Alessandro Rossi, Strathclyde University

Silicon carbide (SiC) has been used for decades for high-power and harsh-environment electronics. Hence, there exist reliable manufacturing processes for a range of devices such as transistors, diodes, switches etc. However, integrated electronics based on SiC is at a very embryonic stage due to high density of crystal defects inherently associated with the material growth and processing, which ultimately hampers system miniaturisation. More recently, some of these crystal defects have been used for quantum applications. For example, silicon vacancies and divacancies can function as radiative recombination centres and can be used to realise single-photon sources. Furthermore, they have paramagnetic nature and lend themselves to function as spin-based quantum bits, quantum memories and spin-photon interfaces. However, to date the vast majority of these quantum systems resides in bulky and barely processed substrates and are nearly exclusively accessible via optical scanning techniques due to the difficulty with functionalising the material at the nanoscale.

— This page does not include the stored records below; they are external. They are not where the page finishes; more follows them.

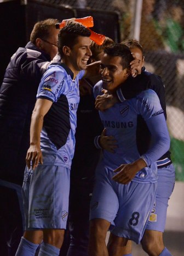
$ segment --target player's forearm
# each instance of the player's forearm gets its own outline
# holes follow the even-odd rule
[[[151,118],[146,121],[147,125],[155,142],[141,157],[147,166],[159,159],[170,147],[170,137],[163,114]]]
[[[91,64],[88,65],[83,78],[89,78],[97,76],[99,74],[100,63],[100,61],[94,62]]]
[[[147,166],[146,162],[141,158],[136,160],[131,164],[134,165],[135,169],[136,170],[136,172]]]
[[[40,147],[43,117],[42,114],[33,112],[30,127],[30,145],[37,145],[38,147]]]

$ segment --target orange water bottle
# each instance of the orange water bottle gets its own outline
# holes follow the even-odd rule
[[[87,27],[92,27],[94,25],[92,16],[88,16],[87,17],[76,19],[74,21],[81,23],[82,25]],[[64,27],[65,25],[65,20],[63,20],[61,23],[58,23],[56,24],[56,28],[62,29],[62,27]]]

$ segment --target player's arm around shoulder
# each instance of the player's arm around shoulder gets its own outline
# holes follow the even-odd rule
[[[94,62],[90,64],[87,65],[87,68],[85,70],[85,74],[83,78],[90,78],[94,76],[99,76],[100,75],[100,60]]]
[[[40,149],[40,136],[43,118],[50,108],[53,102],[46,99],[38,99],[33,109],[30,127],[30,147],[26,155],[26,164],[30,169],[37,167],[39,162],[43,164],[42,153]]]
[[[164,111],[157,94],[152,90],[138,96],[137,109],[154,139],[150,148],[141,157],[147,166],[159,159],[170,147],[170,136]]]
[[[101,95],[102,94],[102,80],[100,80],[97,83],[96,83],[93,87],[93,95],[95,97],[95,99],[96,99],[99,95]]]

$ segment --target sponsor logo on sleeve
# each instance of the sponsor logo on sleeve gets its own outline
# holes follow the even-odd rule
[[[152,116],[156,116],[156,115],[160,115],[160,114],[163,114],[164,113],[164,111],[163,109],[160,109],[159,111],[157,111],[157,112],[156,112],[154,114],[153,114]]]
[[[66,163],[68,160],[68,157],[67,157],[66,155],[65,155],[65,157],[64,157],[64,162]]]
[[[128,105],[121,105],[119,106],[119,112],[123,117],[127,115],[129,110],[129,106]]]
[[[66,210],[62,211],[61,217],[64,221],[66,221],[67,219],[68,213]]]
[[[42,87],[42,89],[48,90],[48,91],[51,91],[50,85],[44,85],[44,87]]]
[[[136,99],[138,99],[139,101],[140,101],[141,103],[145,105],[145,107],[147,111],[150,111],[150,106],[148,104],[147,101],[141,97],[136,97]]]

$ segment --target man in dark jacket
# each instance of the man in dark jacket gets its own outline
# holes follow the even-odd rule
[[[15,255],[23,233],[21,190],[31,117],[41,79],[58,53],[58,23],[48,19],[35,24],[30,41],[12,57],[0,88],[0,248],[4,256]]]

I will discuss our plans and recent progress towards the goal of building fully electrical quantum devices in SiC. I will show that we can control the creation of silicon vacancy ensembles via industry-compatible processes, such as ion implantation and thermal annealing. Our interest is in tuning the fabrication parameters to create shallow isolated defects within an intrinsic epi-layer, which would make it possible to couple charge and spin degrees of freedom to a metal-oxide-semiconductor device architecture for electrical readout. By using an in-situ gate electrode embedded into a LC tank resonator, single-defect detection can be attained by measuring the dispersive shift in the resonant frequency when tunnelling produces small capacitive perturbations, a technique known as gate-based reflectometry. I will discuss how we routinely use this technique for spin readout of both hole and electron quantum dots in silicon, as well as our plans to translate this technology for electrical readout of spin defects in SiC. This approach could provide the technological advance necessary for scalable quantum electronics and large-scale integration in SiC.